Scenario

You are a junior data analyst working in the marketing analyst team at Cyclistic, a bike-share company in Chicago. The director of marketing believes the company’s future success depends on maximizing the number of annual memberships. Therefore, your team wants to understand how casual riders and annual members use Cyclistic bikes differently. From these insights, your team will design a new marketing strategy to convert casual riders into annual members. But first, Cyclistic executives must approve your recommendations, so they must be backed up with compelling data insights and professional data visualizations.

Characters and teams

About the company

In 2016, Cyclistic launched a successful bike-share offering. Since then, the program has grown to a fleet of 5,824 bicycles that are geotracked and locked into a network of 692 stations across Chicago. The bikes can be unlocked from one station and returned to any other station in the system anytime.

Until now, Cyclistic’s marketing strategy relied on building general awareness and appealing to broad consumer segments. Oneapproach that helped make these things possible was the flexibility of its pricing plans: single-ride passes, full-day passes, and annual memberships. Customers who purchase single-ride or full-day passes are referred to as casual riders.
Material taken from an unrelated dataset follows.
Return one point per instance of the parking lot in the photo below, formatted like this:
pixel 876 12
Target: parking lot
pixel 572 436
Customers who purchase annual memberships are Cyclistic members.

Cyclistic’s finance analysts have concluded that annual members are much more profitable than casual riders. Although the pricing flexibility helps Cyclistic attract more customers, Moreno believes that maximizing the number of annual members will be key to future growth. Rather than creating a marketing campaign that targets all-new customers, Moreno believes there is a very good chance to convert casual riders into members. She notes that casual riders are already aware of the Cyclistic program and have chosen Cyclistic for their mobility needs.
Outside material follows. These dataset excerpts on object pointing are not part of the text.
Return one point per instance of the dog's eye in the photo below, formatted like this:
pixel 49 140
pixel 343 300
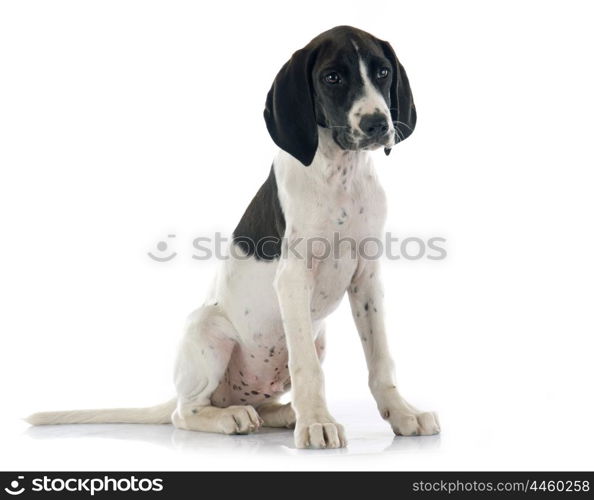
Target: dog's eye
pixel 332 78
pixel 383 73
Moreno has set a clear goal: Design marketing strategies aimed at converting casual riders into annual members. In order to do that, however, the marketing analyst team needs to better understand how annual members and casual riders differ, why casual riders would buy a membership, and how digital media could affect their marketing tactics. Moreno and her team are interested in analyzing the Cyclistic historical bike trip data to identify trends.

Summary of Analysis

This fictional case study was processed through the six steps outlined in the Google Data Analytics curriculum:

This report includes code chunks and outputs where the anticipated impact is intended to illustrate the process being carried out or its result.

Ask

The high-level business task for this case study was to design marketing strategies aimed at converting casual riders into annual members. My specific assignment was to determine how annual members and casual riders use Cyclistic bikes differently.

Prepare

I began by importing data sets for each month of 2022. Data was made available under the use license found here, from the download site, https://divvy-tripdata.s3.amazonaws.com/index.html. I imported the twelve monthly *.csv files and consolidated them into a single data set for the year 2022. I prepared the data for cleaning and analysis through the following process.
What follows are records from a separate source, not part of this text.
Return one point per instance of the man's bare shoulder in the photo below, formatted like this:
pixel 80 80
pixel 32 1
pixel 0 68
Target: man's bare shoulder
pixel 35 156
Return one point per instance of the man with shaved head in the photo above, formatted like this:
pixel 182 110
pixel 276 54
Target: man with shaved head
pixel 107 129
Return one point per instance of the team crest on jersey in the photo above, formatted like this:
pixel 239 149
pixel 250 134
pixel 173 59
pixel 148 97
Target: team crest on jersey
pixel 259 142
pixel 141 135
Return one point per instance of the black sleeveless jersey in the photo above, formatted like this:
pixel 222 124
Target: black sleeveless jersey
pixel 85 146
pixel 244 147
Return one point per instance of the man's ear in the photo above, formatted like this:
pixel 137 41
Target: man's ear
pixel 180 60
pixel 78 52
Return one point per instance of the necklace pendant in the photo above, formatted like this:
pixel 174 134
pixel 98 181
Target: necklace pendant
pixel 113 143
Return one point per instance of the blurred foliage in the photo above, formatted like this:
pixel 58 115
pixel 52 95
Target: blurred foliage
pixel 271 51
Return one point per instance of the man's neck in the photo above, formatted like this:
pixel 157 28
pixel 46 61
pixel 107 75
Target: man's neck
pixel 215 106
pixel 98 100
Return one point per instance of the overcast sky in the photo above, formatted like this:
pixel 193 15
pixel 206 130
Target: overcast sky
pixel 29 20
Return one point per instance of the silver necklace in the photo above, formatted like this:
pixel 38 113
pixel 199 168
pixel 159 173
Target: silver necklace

# combine data into one data frame
tot_rides <- rbind(jan_rides, feb_rides, mar_rides, apr_rides, may_rides,
                   jun_rides, jul_rides, aug_rides, sep_rides, oct_rides,
                   nov_rides, dec_rides)

# cleanup workspace
# remove monthly data frames to ease storage and navigation, raw files remain unaltered
rm(jan_rides, feb_rides, mar_rides, apr_rides, may_rides, jun_rides, 
   jul_rides, aug_rides, sep_rides, oct_rides, nov_rides, dec_rides)

# remove all white space in ride_id to check for duplicates
tot_rides$ride_id <- gsub('\\s+', '', tot_rides$ride_id)

# check for duplicated rows based on ride_id, no duplicates found
sum(duplicated(tot_rides$ride_id))

# remove leading and trailing spaces start_station_name and end_station_name
# to be able to count unique instances
tot_rides$start_station_name <- trimws(tot_rides$start_station_name, 
                                       which = c("both"))

tot_rides$end_station_name <- trimws(tot_rides$end_station_name, 
                                     which = c("both"))

# convert started_at and ended_at columns to date-time format for calculations
tot_rides$started_at <- as.POSIXct(tot_rides$started_at,
                                   format = "%Y-%m-%d %H:%M:%S")
tot_rides$ended_at <- as.POSIXct(tot_rides$ended_at,
                                   format = "%Y-%m-%d %H:%M:%S")

# add column start_time, separate time of day from started_at column
tot_rides$start_time <- format(as.POSIXct(tot_rides$started_at),
                               format = "%H:%M:%S")

# format start_time as hh:mm:ss for calculations
tot_rides$start_time <- hms::as_hms(tot_rides$start_time)

# add column ride_length = ended_at - started_at
tot_rides$ride_length <- (tot_rides$ended_at - tot_rides$started_at)

# format ride_length as hh:mm:ss for calculations
tot_rides$ride_length <- hms::as_hms(tot_rides$ride_length)

# add day_of_week column 
tot_rides$day_of_week <- lubridate::wday(tot_rides$started_at)

# set column order
tot_rides = tot_rides %>% select(ride_id, rideable_type, day_of_week,
                                 start_time, started_at, ended_at, ride_length, 
                                 start_station_name, start_station_id, 
                                 end_station_name, end_station_id, start_lat, 
                                 start_lng, end_lat, end_lng, member_casual)

Process

I chose to work through this case study in R because of the large size of the dataset and its ability to generate plots. This data was made available from its owner, Cyclistic, and was anticipated to be credible. The following steps were taken to clean and verify data integrity as much as possible. Then, descriptive statistics were generated to inspect the data, initially.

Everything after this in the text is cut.